Earned income is taxed more than three times as much as capital.

First, the capital gains tax is in fact 15 percent on income earned from dividends. Dividends are a share of the profits paid out to shareholders of corporations. However, dividends are paid on post-tax profits. The corporate income tax in the United States goes as high as 38 percent. In other words, the corporation pays an income tax then hands a portion of the profits over to shareholders who turn around and pay yet more taxes on the income.

Second, Gerald's math is rather ironic. The payroll tax is indeed 15.3 percent if you employ yourself. If you are employed by someone else then you pay 7.65 percent of your income and the employer pays the other half. Technically, the employee sees their income drop by 15.3 percent. Additionally, the bulk of this tax only occurs on about the first $105,000 of income. Of course, Gerald ignores this in his math.
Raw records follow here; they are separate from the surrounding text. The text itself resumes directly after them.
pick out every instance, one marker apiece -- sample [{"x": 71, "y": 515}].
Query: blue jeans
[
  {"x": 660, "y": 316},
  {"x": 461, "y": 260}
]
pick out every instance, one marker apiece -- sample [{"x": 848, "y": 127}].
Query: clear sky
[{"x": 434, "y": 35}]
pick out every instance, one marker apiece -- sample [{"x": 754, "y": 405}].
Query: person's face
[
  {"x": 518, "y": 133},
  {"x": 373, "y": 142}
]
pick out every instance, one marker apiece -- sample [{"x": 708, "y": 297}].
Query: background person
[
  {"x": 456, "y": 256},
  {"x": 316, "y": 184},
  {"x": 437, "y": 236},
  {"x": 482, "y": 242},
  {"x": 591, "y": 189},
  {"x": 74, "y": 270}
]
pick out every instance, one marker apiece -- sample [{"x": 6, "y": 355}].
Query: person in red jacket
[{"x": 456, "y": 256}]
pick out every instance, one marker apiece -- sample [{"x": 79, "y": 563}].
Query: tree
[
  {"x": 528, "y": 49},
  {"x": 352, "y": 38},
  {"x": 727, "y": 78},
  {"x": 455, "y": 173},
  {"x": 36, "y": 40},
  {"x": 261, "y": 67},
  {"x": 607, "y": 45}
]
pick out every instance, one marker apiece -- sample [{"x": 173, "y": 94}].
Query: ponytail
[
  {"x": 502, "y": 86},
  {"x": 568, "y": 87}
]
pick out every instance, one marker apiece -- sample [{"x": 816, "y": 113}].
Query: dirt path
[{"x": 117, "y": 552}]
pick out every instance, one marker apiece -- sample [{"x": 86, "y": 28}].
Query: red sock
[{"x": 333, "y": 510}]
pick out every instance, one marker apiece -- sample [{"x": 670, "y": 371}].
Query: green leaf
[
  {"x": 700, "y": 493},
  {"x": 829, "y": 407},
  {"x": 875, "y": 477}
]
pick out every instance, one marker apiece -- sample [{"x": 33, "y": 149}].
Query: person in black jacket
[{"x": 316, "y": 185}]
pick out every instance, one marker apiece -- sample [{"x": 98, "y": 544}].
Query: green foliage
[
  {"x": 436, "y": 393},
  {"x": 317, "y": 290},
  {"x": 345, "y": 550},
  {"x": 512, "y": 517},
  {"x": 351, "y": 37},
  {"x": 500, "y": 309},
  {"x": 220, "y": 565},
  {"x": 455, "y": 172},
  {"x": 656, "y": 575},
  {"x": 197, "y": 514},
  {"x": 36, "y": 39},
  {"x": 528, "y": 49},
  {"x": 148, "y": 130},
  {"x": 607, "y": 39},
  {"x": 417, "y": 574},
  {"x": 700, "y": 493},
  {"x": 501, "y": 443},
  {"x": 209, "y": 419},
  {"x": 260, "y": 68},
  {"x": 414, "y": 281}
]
That said, you don't assume a total personal income for the receptionist of $30,000 and a 15.3 percent payroll tax, because the payroll tax is actually 7.65 percent of her income. The other half is paid by the employer. If Gerald wants to use the 15.3 percent combined individual and employer contributions on the payroll tax he has got to add that employer contribution back into the receptionists income. He doesn't do that, he just ignores it on order to overstate the taxes she might pay.

Quick, cover your ears, don't listen to this Buffett!

Third - math time. Gerald argues that the combined payroll tax and top marginal tax rate (note Gerald ignores the $3,700 single exemptions, $5,800 standard deduction and the fact that the payroll tax falls to 2.9 percent after the first $105,000 of income) = 50.3 percent. He concludes this is 3 times higher than the capital gains tax. But when you take into account the capital gains is double taxed (once as a corporate profit and again as a capital gain) then the tax is 53 percent.

In other words, the capital gain could be as high as 53 percent while the $30,000 a year receptionist pays 25 percent - less deductions. That said, doing the taxes properly  (assuming she's single and has no dependents) means the receptionist would actually be paying about 18.7 percent of her income in taxes plus the employers contribution of the payroll tax.

Next, Warren Buffett isn't talking about a wealth tax, as Gerald seems to imply. Warren Buffett is talking about increasing personal income taxes and capital gains taxes. A capital gains tax is not a tax on accumulated wealth (the billions Warren Buffett already has) but rather the millions he makes from the billions he owns. This is why I'm suspicious of Mr. Buffett - he's already made it and by increasing taxes it makes it harder for others to challenge him or his empire. I could be entirely wrong, but this is a red flag for me.

Ah...a Buffett you can listen to without regret.

Next, in regards to deferring capital gains. I'm no tax expert - and by this point it should be clear Gerald Swanson isn't either. While it is possible to defer capital gains indefinitely, deferring the gains is not without its own costs. For example, one way to defer your capital gains tax is to lose money on other investments. Warren Buffett took some major losses in this recession so its easy to see why his capital gains tax would be lower than otherwise. It also isn't a surprise he's pro corporate bailout either. Another  way to defer capital gains is to make large contributions to charitable trusts. If you'd like to learn more talk to a CPA or a tax lawyer...just don't talk to Gerald Swanson.

Finally, the only reason Warren Buffett may pay less taxes as a percentage of his overall income is only because he a) misleads the public in regards to double taxation of capital gains income and/or 2) he pays CPAs and tax lawyers to keep his tax burden low.

UPDATE: Included the deduction and exemption amount and made a proper tax calculation that more accurately reflects what the receptionist might pay.